Now, the engine returns documents based on a ranking of data stored in metadata fields, giving priority — in descending order — to information that has the search query term embedded in a document's subject, title, description and text.
Draft recommendations, written in part by Huffine and issued by members of the Categorization of Government Information Working Group, call for adoption of similar metadata standards governmentwide. The working group is a subcommittee of the Interagency Committee on Government Information, a creation of the E-Government Act of 2002.
The metadata recommendations are part of group members' larger effort to preserve government information in digital formats and make it permanently available. The problem is that, although the federal government is permanent, individual agencies may not be. Documents stored digitally on one server can be moved to another. Such moves result in the all too common message "404 error — file not found."
Although it is technically possible to continually update databases to reflect changes as documents are moved, it is impractical, according to working group members. Instead of relying on URLs to locate digital information, members recommended that federal officials develop search schemes based on uniform resource names (URNs).
Federal officials would assign unique identifiers to each piece of government information — policy documents, Web sites, photos, maps and other digital materials. A searchable index would link users to a citation containing a minimum set of standardized metadata fields, such as subject, agency creator, title and publication date.
"If, for example, the identifier resolves to a book, then you get a citation for the book," said Eliot Christian, manager of data and information systems at the U.S. Geological Survey and chairman of the working group.
Combining URNs and a standardized metadata scheme would open the door to new possibilities for analysis, said James Erwin, primary author of the group's URN recommendations and director of information science and technology at the Defense Technical Information Center. "People can take that metadata and our identifier and put it into their database, their index, and they can use that for discovery," he said.
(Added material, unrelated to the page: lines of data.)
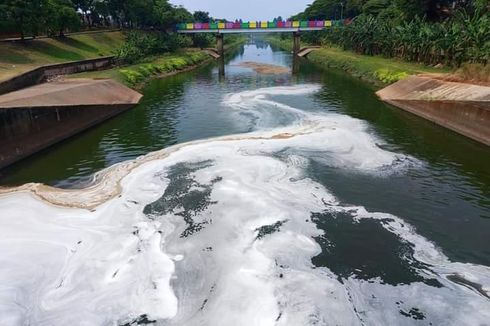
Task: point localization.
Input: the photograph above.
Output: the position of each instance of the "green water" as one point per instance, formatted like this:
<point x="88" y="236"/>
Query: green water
<point x="447" y="198"/>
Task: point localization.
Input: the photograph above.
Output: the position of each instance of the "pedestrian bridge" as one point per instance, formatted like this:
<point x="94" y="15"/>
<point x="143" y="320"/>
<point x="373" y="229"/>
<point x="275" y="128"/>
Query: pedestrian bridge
<point x="257" y="27"/>
<point x="296" y="27"/>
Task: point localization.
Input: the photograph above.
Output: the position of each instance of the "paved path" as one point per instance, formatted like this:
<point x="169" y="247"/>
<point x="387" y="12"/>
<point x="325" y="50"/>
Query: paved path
<point x="72" y="92"/>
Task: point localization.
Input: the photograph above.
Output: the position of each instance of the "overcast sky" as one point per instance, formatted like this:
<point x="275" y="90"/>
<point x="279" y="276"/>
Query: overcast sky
<point x="246" y="9"/>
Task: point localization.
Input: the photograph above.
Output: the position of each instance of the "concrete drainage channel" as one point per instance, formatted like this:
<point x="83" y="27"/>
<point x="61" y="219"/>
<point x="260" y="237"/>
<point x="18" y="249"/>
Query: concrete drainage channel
<point x="42" y="73"/>
<point x="34" y="115"/>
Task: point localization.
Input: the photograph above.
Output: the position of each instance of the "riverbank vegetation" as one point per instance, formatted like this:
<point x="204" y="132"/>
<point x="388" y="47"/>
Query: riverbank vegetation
<point x="430" y="32"/>
<point x="18" y="57"/>
<point x="383" y="41"/>
<point x="375" y="70"/>
<point x="146" y="45"/>
<point x="136" y="74"/>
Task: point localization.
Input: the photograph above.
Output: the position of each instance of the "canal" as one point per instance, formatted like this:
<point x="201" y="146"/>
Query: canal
<point x="334" y="209"/>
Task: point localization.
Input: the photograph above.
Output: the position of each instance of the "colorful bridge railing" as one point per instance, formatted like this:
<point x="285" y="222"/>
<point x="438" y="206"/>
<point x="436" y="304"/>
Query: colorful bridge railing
<point x="261" y="25"/>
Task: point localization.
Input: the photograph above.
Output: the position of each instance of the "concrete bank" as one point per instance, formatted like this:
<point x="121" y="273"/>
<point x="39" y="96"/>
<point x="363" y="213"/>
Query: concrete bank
<point x="40" y="74"/>
<point x="463" y="108"/>
<point x="37" y="117"/>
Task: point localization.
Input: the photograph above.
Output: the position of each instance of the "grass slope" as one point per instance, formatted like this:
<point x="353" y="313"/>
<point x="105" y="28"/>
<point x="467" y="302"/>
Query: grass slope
<point x="135" y="75"/>
<point x="376" y="70"/>
<point x="18" y="57"/>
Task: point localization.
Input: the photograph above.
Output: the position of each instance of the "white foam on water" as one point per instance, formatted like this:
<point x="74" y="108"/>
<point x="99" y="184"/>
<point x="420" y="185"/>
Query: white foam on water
<point x="249" y="264"/>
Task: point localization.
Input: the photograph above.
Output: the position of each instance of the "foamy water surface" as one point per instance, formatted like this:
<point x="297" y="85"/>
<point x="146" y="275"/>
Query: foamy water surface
<point x="233" y="231"/>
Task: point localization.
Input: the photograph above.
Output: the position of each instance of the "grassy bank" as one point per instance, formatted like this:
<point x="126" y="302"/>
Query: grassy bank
<point x="376" y="70"/>
<point x="18" y="57"/>
<point x="137" y="74"/>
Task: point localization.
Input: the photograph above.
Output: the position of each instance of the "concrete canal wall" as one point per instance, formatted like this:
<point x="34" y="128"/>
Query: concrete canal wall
<point x="38" y="75"/>
<point x="37" y="117"/>
<point x="463" y="108"/>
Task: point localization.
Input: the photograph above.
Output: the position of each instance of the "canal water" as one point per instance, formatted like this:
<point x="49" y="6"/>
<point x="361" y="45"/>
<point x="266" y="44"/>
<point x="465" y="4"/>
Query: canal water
<point x="319" y="205"/>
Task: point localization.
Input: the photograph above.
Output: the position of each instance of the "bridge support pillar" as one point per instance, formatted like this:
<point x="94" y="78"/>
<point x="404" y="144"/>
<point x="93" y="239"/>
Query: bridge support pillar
<point x="219" y="44"/>
<point x="296" y="43"/>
Information collected at one time by officials at one agency can be relevant in the future. Government surveys from the 1780s in the Northwest Territories, for example, are being used by Interior Department officials today to assess changes in vegetation patterns in Michigan and Ohio.
Deciding which types of information merit universal identifiers, however, is still a matter of debate. The group's members define government information as "any information product, regardless of form or format, that an agency discloses, publishes, disseminates or makes available to the public, as well as information produced for administrative or operational purposes, that is of public interest or public value."
David Perera is a special contributor to Defense Systems.